1219. Les préjugés sont une autre source féconde de faux jugemens. Ce sont, ainsi que l’exprime le nom lui-même, des jugemens portés d’avance, et qui sont entrés tout faits dans notre tête, sans le concours de notre raison, sans l’assentiment de notre âme, ou du moins sans examen, sans attention, sans discussion préliminaire. Ils sont les fruits pernicieux et funestes d’une éducation mal dirigée, des mauvaises lectures, des habitudes que nous avons contractées, ou des circonstances où nous nous sommes trouvés ; et souvent la suite de l’autorité et de l’ascendant que quelqu’un a pris sur nous à une époque quelconque de notre vie. Ils consistent à considérer comme naturelle, comme évidente, comme fondée sur la raison, la liaison de certaines idées, uniquement parce qu’elles sont entrées en même temps |319 dans notre esprit par l’effet de quelqu’une des causes dont nous venons de parler : et accoutumés que nous sommes à considérer ces idées comme devant être nécessairement liées, nous les envisageons comme des principes certains, comme des fanaux qui doivent nous éclairer dans la carrière du raisonnement.

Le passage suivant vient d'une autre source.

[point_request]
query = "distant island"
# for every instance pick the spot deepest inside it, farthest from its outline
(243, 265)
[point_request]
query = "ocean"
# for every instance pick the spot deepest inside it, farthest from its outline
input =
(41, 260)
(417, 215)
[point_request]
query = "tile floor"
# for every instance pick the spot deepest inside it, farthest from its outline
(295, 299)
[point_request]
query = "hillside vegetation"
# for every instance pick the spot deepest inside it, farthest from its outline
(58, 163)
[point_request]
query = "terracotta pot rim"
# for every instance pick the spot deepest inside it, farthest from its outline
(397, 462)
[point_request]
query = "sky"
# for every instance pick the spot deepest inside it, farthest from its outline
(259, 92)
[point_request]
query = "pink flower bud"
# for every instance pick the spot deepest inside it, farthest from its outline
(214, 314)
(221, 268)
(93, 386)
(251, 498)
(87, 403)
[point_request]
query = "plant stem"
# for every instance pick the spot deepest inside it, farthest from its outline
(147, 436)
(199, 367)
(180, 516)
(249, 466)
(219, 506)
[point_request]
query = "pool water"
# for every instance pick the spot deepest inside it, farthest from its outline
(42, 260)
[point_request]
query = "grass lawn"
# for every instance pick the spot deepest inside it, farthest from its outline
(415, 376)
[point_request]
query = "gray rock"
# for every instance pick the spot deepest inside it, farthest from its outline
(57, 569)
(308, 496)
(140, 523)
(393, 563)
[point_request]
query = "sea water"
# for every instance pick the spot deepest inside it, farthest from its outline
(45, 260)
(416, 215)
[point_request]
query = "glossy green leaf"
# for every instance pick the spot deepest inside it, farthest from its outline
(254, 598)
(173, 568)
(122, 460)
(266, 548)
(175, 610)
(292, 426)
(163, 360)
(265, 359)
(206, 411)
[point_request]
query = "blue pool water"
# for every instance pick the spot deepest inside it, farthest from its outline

Examen utile des préjugés.

 

 

1220. Puisque les préjugés sont des jugemens que nous avons adoptés, et auxquels notre raison n’a pas concouru, il peut y en avoir de vrais, il peut y en avoir de faux. Mais fussent-ils tous vrais, nous ne devons pas les prendre pour base de nos jugemens, puisque, n’étant pas convaincus de la solidité de cette base, n’ayant pas donné notre assentiment après un mûr examen, nous nous exposons volontairement au danger de mal raisonner. Il faut donc, avant tout, faire la revue exacte et successive de tous les préjugés qui se sont glissés dans notre esprit, aux différentes époques de notre vie, et par différentes causes ; examiner avec toute l’attention dont on est capable les idées sur lesquelles ils sont fondés, et ne conserver que ceux qui seront appuyés sur des motifs suffisans de certitude.

Les passions.

 

 

1221. Les passions aussi nous portent sou- |320 vent à porter de faux jugemens. « Quelqu’étendue et quelque pénétration qu’ait l’esprit, dit Mallebranche, si avec cela il n’est exempt de passions et de préjugés, il n’y a rien à espérer. Les préjugés occupent une partie de l’esprit et infectent tout le reste. Les passions confondent toutes les idées en mille manières, et nous font presque toujours voir dans les objets tout ce que nous désirons d’y trouver. La passion même que nous avons pour la vérité nous trompe quelquefois, lorsqu’elle est trop ardente ; mais le désir de paraître savant est ce qui nous empêche le plus d’acquérir une science véritable. » (Recher. de la vér., li. 2, par. 2, ch. 6.)